Abstract
A case of lactic acidosis in diabetes presumably induced by a large intake: of alcoholic beverage (whisky) and concomitant pneumonia is reported.
A 41-yr-old female was admitted to hospital due to disturbance of consciousness. She has had insulin dependent type diabetes for 5 years, following its detection by ketoacidosis coma.

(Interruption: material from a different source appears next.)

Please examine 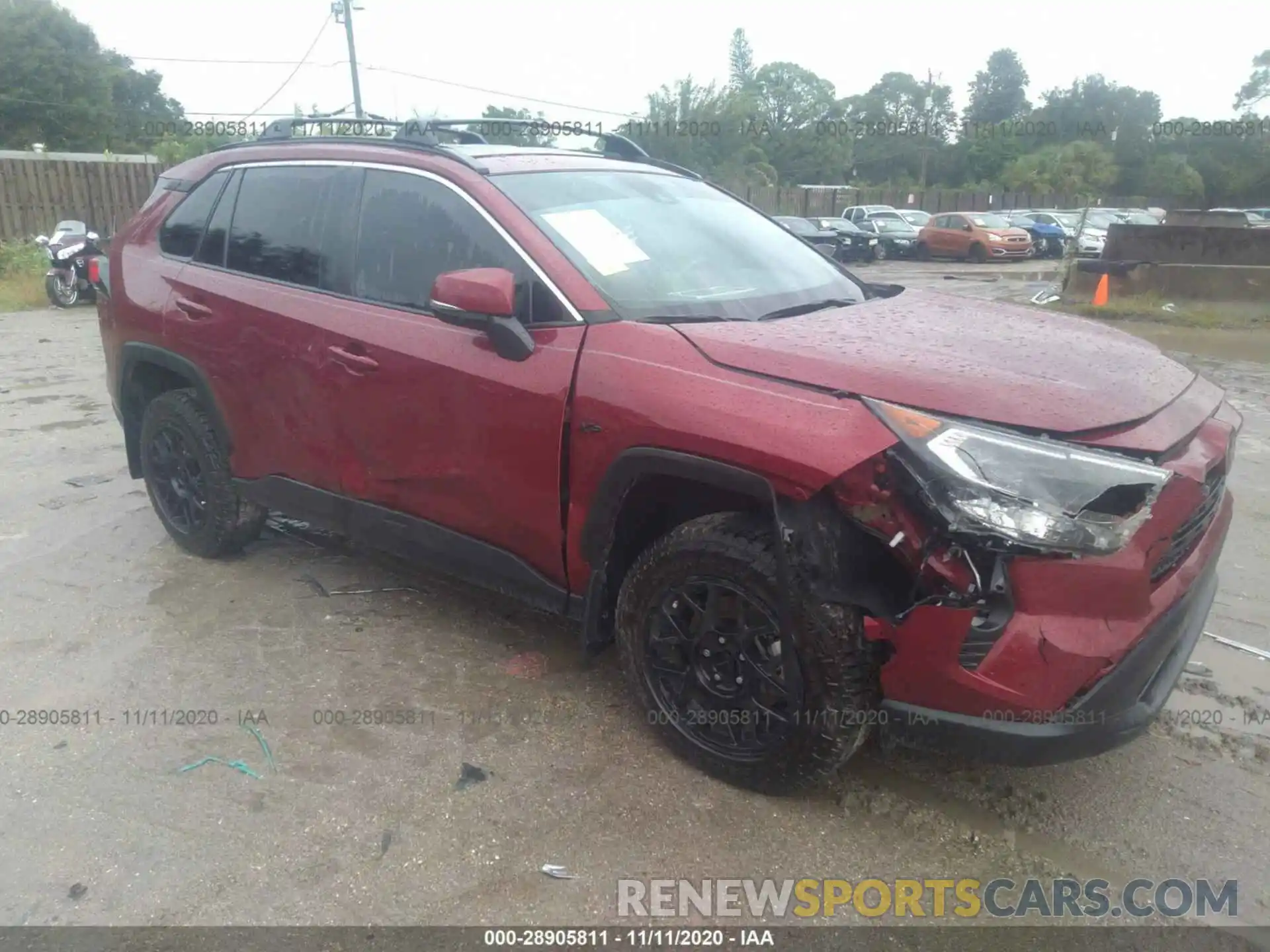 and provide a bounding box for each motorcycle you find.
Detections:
[36,221,102,307]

On the day before admission, she had injected her usual dose of insulin and taken a bus trip. On the way, she drank a large amount of whisky. Nausea, vomiting, lethargy and general muscular pain ensued and she was taken to a local doctor's office. At that time her blood glucose was 676 mg/dl and her urine ketone was negative. In spite of an additional injection of insulin, her consciousness gradually deteriorated. She fell into an agitated state and was transferred to our ward. On admission, she was in a delirious condition. High fever and moist rales over the entire lungs were recognized. Her blood glucose was 340 mg/dl and blood gas analysis revealed the presence of hypoxia and metabolic acidosis, paO2 56.8, pCO2 14.2 mmHg, base excess -21.9 mEq/L, blood pH 7.182 and anion gap 26.6 mEq/L. Urine ketone was negative. Blood lactate was 5.27 mM, pyruvate O. 124 mM and the lactate/pyruvate ratio 42.6, indicating abnormal accumulation of lactate in the blood. In spite of oxygen supply, she rapidly fell into deep coma. Chest X-P revealed severe extensive pneumonia. Insulin, sodium bicarbonate, Tris buffer and antibiotics were administered and respiration was controlled with a respirator by the continuous positive pressure method. The patient recovered from the deep coma in 4 days. Abnormal elevation of blood urea nitrogen and creatinine persisted for 3 weeks, but finally normalized. LDH and amylase levels in the blood were elevated during the acute phase. After improvement, there was no impairment of renal and hepatic functions. Following the acute phase, her diabetes was found to be of the brittle type. There was virtually no response of blood C-peptide during the oral glucose tolerance test and the 24-hr urine C-peptide was almost undetectable.
Lactic acidosis in diabetes occurs mainly in patients treated with biguanide drugs. However, our patient did not take any biguanide. Her large intake of ethanol is thus considered likely as the precipitating cause of the lactic acidosis, and hypoxia due to severe pneumonia appears to have aggravated lactate accumulation.